Alles van God
Genesis 1:22
„En God zegende ze, zeggende: Zijt vruchtbaar, en vermenigvuldigt, en vervult de wateren in de zeeën; en het gevogelte vermenigvuldige op de aarde!”
Ossen ploegen, paarden dragen en strijden, schapen geven wol, melk en kaas, dat is hun arbeid. Maar daarvan voeden zij zich niet. Maar de aarde brengt gras voort en voedt hen door Gods zegen, zoals Christus Zelf in Mattheüs 6 ons beveelt naar de vogelen te zien, die niet zaaien, oogsten noch inzamelen, en toch door God gevoed worden. Dat is: zij doen hun werk wel, maar zij doen geen enkel werk waardoor zij gevoed worden. Zo zal en moet de mens ook arbeiden en iets doen, maar daarbij toch weten dat hij door de zegen van God door zijn arbeid gevoed wordt, ofschoon het hem toeschijnt alsof zijn arbeid hem voedt, omdat God hem, zonder zijn arbeid, niets geeft.

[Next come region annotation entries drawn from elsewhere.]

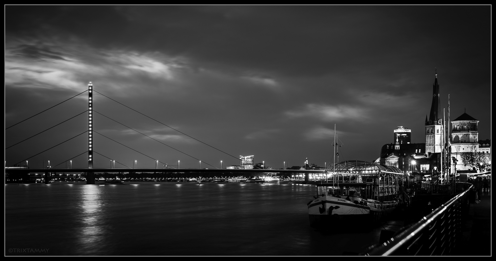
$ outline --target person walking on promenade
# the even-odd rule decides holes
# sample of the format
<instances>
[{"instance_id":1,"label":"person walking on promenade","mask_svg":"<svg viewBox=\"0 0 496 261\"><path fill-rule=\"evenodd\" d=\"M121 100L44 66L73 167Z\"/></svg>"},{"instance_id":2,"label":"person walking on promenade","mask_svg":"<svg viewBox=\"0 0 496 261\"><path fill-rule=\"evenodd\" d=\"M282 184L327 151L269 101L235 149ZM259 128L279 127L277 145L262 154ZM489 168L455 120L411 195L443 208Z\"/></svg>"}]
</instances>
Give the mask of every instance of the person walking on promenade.
<instances>
[{"instance_id":1,"label":"person walking on promenade","mask_svg":"<svg viewBox=\"0 0 496 261\"><path fill-rule=\"evenodd\" d=\"M488 178L484 177L484 181L482 182L482 185L484 188L484 196L488 195L488 189L489 188L489 180Z\"/></svg>"},{"instance_id":2,"label":"person walking on promenade","mask_svg":"<svg viewBox=\"0 0 496 261\"><path fill-rule=\"evenodd\" d=\"M482 180L481 180L482 178L481 177L477 177L475 178L475 180L474 181L474 186L475 187L475 191L477 193L477 199L479 201L481 201L481 196L482 195Z\"/></svg>"}]
</instances>

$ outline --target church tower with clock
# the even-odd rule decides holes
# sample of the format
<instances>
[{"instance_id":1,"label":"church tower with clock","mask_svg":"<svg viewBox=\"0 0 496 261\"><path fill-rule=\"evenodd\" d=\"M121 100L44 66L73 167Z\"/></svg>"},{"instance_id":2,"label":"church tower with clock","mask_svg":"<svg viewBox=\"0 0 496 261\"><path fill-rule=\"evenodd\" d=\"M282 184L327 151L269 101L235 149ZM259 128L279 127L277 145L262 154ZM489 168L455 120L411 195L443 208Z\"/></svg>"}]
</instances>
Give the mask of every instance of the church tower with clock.
<instances>
[{"instance_id":1,"label":"church tower with clock","mask_svg":"<svg viewBox=\"0 0 496 261\"><path fill-rule=\"evenodd\" d=\"M437 74L433 85L433 103L428 120L426 116L426 153L431 158L431 153L439 153L442 149L443 119L437 83ZM434 164L435 166L437 164Z\"/></svg>"}]
</instances>

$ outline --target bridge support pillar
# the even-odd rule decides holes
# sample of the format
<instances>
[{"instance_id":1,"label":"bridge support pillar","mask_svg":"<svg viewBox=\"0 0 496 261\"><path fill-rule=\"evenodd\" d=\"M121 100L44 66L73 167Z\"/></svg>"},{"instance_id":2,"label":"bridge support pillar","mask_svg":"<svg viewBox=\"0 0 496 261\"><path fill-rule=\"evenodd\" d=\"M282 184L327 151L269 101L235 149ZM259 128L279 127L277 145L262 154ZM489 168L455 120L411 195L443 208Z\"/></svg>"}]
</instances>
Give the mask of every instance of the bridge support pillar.
<instances>
[{"instance_id":1,"label":"bridge support pillar","mask_svg":"<svg viewBox=\"0 0 496 261\"><path fill-rule=\"evenodd\" d=\"M95 184L95 173L93 172L86 173L86 184L87 185Z\"/></svg>"}]
</instances>

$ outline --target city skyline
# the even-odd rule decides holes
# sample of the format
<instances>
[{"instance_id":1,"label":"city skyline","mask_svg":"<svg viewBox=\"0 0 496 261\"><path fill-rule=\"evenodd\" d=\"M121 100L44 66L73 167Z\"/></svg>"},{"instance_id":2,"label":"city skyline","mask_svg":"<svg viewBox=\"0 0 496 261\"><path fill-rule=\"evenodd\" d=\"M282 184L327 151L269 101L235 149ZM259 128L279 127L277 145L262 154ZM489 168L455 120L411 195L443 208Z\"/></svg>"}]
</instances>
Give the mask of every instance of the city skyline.
<instances>
[{"instance_id":1,"label":"city skyline","mask_svg":"<svg viewBox=\"0 0 496 261\"><path fill-rule=\"evenodd\" d=\"M485 140L492 124L490 11L490 5L6 5L5 127L92 82L96 91L217 149L94 93L95 131L169 166L199 162L102 115L201 160L203 168L238 165L240 155L274 169L302 166L307 158L328 166L335 124L340 160L373 161L397 126L411 130L412 143L425 142L436 68L446 109L441 118L447 120L449 94L450 120L466 111L480 121ZM5 147L84 111L87 97L6 130ZM7 149L6 165L85 130L87 116ZM72 159L87 150L86 138L29 165ZM138 167L156 166L102 136L94 143L95 152L128 167L135 161ZM95 168L111 166L94 155ZM86 157L72 159L73 167L87 166Z\"/></svg>"}]
</instances>

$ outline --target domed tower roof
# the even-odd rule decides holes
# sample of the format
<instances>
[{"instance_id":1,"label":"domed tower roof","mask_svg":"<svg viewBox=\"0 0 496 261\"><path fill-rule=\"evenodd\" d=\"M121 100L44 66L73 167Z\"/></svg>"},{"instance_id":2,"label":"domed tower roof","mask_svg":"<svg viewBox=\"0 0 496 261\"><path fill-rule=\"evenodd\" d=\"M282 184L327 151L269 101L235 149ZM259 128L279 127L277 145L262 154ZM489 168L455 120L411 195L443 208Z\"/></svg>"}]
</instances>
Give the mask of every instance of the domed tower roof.
<instances>
[{"instance_id":1,"label":"domed tower roof","mask_svg":"<svg viewBox=\"0 0 496 261\"><path fill-rule=\"evenodd\" d=\"M471 116L470 115L467 114L466 112L464 112L463 114L462 114L460 116L460 117L457 118L456 119L453 120L452 121L454 122L456 121L478 121L478 120L477 120L475 119L474 117Z\"/></svg>"}]
</instances>

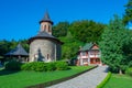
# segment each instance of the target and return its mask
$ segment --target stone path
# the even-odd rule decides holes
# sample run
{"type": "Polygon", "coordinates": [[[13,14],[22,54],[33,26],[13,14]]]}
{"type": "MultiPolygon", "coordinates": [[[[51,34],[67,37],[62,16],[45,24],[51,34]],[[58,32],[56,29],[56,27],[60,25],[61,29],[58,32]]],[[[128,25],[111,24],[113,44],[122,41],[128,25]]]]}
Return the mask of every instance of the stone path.
{"type": "Polygon", "coordinates": [[[100,81],[107,76],[108,66],[99,66],[90,72],[87,72],[76,78],[67,81],[53,85],[47,88],[96,88],[100,81]]]}

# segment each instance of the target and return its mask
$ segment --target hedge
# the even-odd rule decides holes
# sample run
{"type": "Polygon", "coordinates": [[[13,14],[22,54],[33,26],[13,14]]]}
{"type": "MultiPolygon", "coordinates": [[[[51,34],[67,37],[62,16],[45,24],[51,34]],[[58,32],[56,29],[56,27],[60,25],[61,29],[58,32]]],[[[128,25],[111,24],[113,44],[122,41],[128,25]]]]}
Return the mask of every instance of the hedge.
{"type": "Polygon", "coordinates": [[[109,72],[107,77],[97,86],[97,88],[102,88],[107,84],[107,81],[110,79],[110,77],[111,77],[111,73],[109,72]]]}
{"type": "Polygon", "coordinates": [[[21,66],[22,70],[34,70],[34,72],[52,72],[52,70],[66,70],[69,69],[66,62],[32,62],[21,66]]]}
{"type": "Polygon", "coordinates": [[[132,67],[128,68],[125,70],[125,74],[132,77],[132,67]]]}

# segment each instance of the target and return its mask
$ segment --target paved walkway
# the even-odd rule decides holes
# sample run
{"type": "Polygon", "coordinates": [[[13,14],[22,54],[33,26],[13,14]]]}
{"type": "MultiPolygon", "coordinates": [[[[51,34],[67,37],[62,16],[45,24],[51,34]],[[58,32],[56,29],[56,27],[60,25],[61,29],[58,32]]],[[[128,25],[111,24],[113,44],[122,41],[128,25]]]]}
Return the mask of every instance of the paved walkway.
{"type": "Polygon", "coordinates": [[[78,77],[47,88],[96,88],[96,86],[107,76],[107,68],[108,66],[99,66],[78,77]]]}

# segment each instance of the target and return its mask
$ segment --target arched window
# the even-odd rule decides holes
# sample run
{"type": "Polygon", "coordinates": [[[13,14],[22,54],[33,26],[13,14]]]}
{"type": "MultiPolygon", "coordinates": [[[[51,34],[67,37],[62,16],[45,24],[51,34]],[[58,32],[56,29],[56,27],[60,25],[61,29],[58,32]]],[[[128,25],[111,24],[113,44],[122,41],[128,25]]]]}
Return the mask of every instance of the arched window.
{"type": "Polygon", "coordinates": [[[47,54],[47,59],[50,58],[50,54],[47,54]]]}
{"type": "Polygon", "coordinates": [[[46,31],[46,25],[44,25],[44,31],[46,31]]]}
{"type": "Polygon", "coordinates": [[[48,32],[51,32],[51,28],[50,28],[50,25],[48,25],[48,32]]]}

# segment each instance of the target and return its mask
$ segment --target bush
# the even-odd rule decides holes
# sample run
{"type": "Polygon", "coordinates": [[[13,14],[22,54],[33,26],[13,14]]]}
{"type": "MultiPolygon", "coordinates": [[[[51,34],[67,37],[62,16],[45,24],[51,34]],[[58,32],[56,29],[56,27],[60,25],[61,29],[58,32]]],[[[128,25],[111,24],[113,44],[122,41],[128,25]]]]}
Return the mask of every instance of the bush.
{"type": "Polygon", "coordinates": [[[21,69],[22,63],[16,62],[16,61],[10,61],[6,64],[6,69],[7,70],[20,70],[21,69]]]}
{"type": "Polygon", "coordinates": [[[46,64],[43,62],[26,63],[21,66],[22,70],[46,72],[46,64]]]}
{"type": "Polygon", "coordinates": [[[110,79],[110,77],[111,77],[111,73],[109,72],[107,77],[97,86],[97,88],[102,88],[107,84],[107,81],[110,79]]]}
{"type": "Polygon", "coordinates": [[[69,69],[68,64],[66,62],[56,62],[57,70],[66,70],[69,69]]]}
{"type": "Polygon", "coordinates": [[[47,67],[47,70],[56,70],[55,63],[48,63],[46,67],[47,67]]]}
{"type": "Polygon", "coordinates": [[[66,70],[69,69],[66,62],[44,63],[44,62],[32,62],[21,66],[22,70],[35,70],[35,72],[47,72],[47,70],[66,70]]]}
{"type": "Polygon", "coordinates": [[[128,69],[125,70],[125,74],[129,75],[129,76],[132,76],[132,67],[128,68],[128,69]]]}

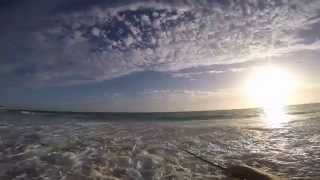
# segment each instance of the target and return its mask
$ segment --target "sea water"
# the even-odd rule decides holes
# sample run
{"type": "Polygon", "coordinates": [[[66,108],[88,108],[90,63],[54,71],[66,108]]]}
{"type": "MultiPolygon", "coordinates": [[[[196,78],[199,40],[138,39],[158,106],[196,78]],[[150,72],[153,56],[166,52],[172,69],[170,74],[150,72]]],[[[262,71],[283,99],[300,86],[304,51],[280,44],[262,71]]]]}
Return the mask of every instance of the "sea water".
{"type": "Polygon", "coordinates": [[[228,179],[190,156],[320,179],[320,105],[180,113],[0,110],[0,179],[228,179]]]}

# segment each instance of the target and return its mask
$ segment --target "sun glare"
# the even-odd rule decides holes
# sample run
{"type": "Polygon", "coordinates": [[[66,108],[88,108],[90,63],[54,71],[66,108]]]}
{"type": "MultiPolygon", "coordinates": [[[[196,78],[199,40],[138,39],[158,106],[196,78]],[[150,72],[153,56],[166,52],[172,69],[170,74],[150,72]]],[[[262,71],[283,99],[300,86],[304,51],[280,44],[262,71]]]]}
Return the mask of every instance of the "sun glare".
{"type": "Polygon", "coordinates": [[[264,119],[271,126],[284,120],[285,105],[295,88],[295,78],[285,69],[274,66],[256,68],[247,81],[247,93],[253,103],[263,108],[264,119]]]}

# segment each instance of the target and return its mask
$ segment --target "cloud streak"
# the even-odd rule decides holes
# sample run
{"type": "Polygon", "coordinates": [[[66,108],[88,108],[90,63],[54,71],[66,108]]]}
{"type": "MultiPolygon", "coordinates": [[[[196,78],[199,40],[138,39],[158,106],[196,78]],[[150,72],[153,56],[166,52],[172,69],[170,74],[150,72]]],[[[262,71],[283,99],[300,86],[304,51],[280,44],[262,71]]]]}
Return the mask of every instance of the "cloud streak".
{"type": "Polygon", "coordinates": [[[299,34],[319,21],[316,0],[95,1],[71,10],[57,2],[55,13],[29,22],[32,30],[12,26],[0,36],[3,77],[78,84],[320,48],[299,34]]]}

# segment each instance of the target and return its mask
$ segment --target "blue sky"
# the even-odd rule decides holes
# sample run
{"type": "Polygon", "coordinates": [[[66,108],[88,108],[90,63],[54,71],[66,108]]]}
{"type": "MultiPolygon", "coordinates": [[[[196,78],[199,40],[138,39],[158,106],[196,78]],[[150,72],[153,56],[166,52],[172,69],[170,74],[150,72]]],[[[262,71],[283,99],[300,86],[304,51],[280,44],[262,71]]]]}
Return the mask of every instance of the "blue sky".
{"type": "Polygon", "coordinates": [[[0,2],[0,103],[73,111],[250,107],[249,72],[273,64],[320,100],[320,1],[0,2]]]}

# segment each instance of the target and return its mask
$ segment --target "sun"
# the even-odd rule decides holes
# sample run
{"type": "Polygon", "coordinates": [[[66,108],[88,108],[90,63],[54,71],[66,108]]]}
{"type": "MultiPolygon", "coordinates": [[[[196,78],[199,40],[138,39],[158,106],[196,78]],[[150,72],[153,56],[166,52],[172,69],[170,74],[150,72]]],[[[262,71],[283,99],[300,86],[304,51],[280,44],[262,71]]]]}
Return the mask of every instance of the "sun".
{"type": "Polygon", "coordinates": [[[295,78],[289,71],[275,66],[255,68],[250,74],[247,93],[256,106],[275,109],[285,106],[295,88],[295,78]]]}
{"type": "Polygon", "coordinates": [[[293,96],[296,82],[287,70],[275,66],[255,68],[246,83],[247,94],[255,106],[263,109],[263,119],[270,127],[286,121],[285,105],[293,96]]]}

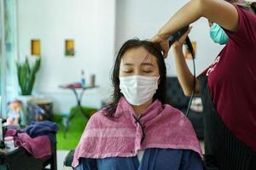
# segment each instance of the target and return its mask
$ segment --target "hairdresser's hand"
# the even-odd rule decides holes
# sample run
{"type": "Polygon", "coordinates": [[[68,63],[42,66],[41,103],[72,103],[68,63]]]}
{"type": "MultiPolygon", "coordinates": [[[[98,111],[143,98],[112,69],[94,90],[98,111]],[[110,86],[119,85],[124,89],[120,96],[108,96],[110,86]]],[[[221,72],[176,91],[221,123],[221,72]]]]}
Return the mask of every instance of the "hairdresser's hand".
{"type": "Polygon", "coordinates": [[[189,30],[178,38],[174,43],[172,44],[172,51],[173,53],[181,53],[183,51],[183,44],[185,43],[186,38],[190,32],[192,27],[190,26],[189,30]]]}
{"type": "Polygon", "coordinates": [[[160,44],[161,50],[164,53],[164,57],[166,58],[169,51],[169,41],[166,38],[162,37],[159,34],[154,36],[150,41],[160,44]]]}

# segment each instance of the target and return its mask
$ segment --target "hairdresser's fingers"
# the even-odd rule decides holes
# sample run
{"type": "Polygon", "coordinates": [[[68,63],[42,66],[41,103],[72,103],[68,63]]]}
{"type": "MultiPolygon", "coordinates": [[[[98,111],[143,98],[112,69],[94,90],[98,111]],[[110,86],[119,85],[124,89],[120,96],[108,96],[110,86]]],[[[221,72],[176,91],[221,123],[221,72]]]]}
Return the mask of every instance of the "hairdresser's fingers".
{"type": "Polygon", "coordinates": [[[177,46],[183,46],[186,41],[186,38],[189,35],[189,33],[190,32],[192,27],[189,27],[189,30],[182,36],[180,37],[180,38],[178,38],[176,42],[174,42],[174,43],[172,44],[172,46],[174,46],[174,48],[176,48],[177,46]]]}

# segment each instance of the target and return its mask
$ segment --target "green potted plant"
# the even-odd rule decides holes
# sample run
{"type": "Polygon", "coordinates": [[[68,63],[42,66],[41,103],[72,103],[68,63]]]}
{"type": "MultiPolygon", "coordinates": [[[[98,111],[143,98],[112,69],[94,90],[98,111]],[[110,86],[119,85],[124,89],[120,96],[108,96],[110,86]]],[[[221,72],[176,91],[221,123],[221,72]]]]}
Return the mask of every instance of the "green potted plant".
{"type": "Polygon", "coordinates": [[[28,58],[26,57],[25,62],[16,62],[18,82],[20,89],[19,100],[22,102],[23,117],[21,125],[26,125],[27,122],[27,101],[32,99],[32,94],[36,80],[36,74],[40,68],[41,58],[37,57],[35,63],[31,65],[28,58]]]}

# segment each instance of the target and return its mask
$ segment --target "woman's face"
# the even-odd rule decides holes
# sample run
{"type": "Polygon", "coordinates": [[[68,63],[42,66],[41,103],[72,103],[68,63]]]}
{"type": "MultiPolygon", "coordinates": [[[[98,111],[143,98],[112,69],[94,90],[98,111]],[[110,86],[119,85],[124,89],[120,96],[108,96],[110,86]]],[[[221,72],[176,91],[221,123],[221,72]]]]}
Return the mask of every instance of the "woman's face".
{"type": "Polygon", "coordinates": [[[134,75],[159,76],[156,57],[144,48],[132,48],[125,53],[119,68],[119,76],[134,75]]]}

Hoewel het vogeltje niet zaait noch oogst, zou het echter toch van honger moeten sterven, wanneer het niet uitvloog, om naar voedsel te zoeken. Dat het echter voedsel vindt, komt niet door zijn arbeid, maar door Gods goedheid. Want wie heeft zijn spijs daar gelegd, zodat het die vinden kan? Zonder twijfel God alleen, gelijk Hij spreekt: „Zie, Ik heb u allerlei zaad hebbend kruid gegeven, u en alle dieren tot spijs.”
Kortom, al zou de Schrift zulks ook niet leren, dan bewijst de ervaring het toch; want waar God niets neerlegt, daar vindt niemand iets, al moest ook iedereen tot zijn dood toe arbeiden en zoeken.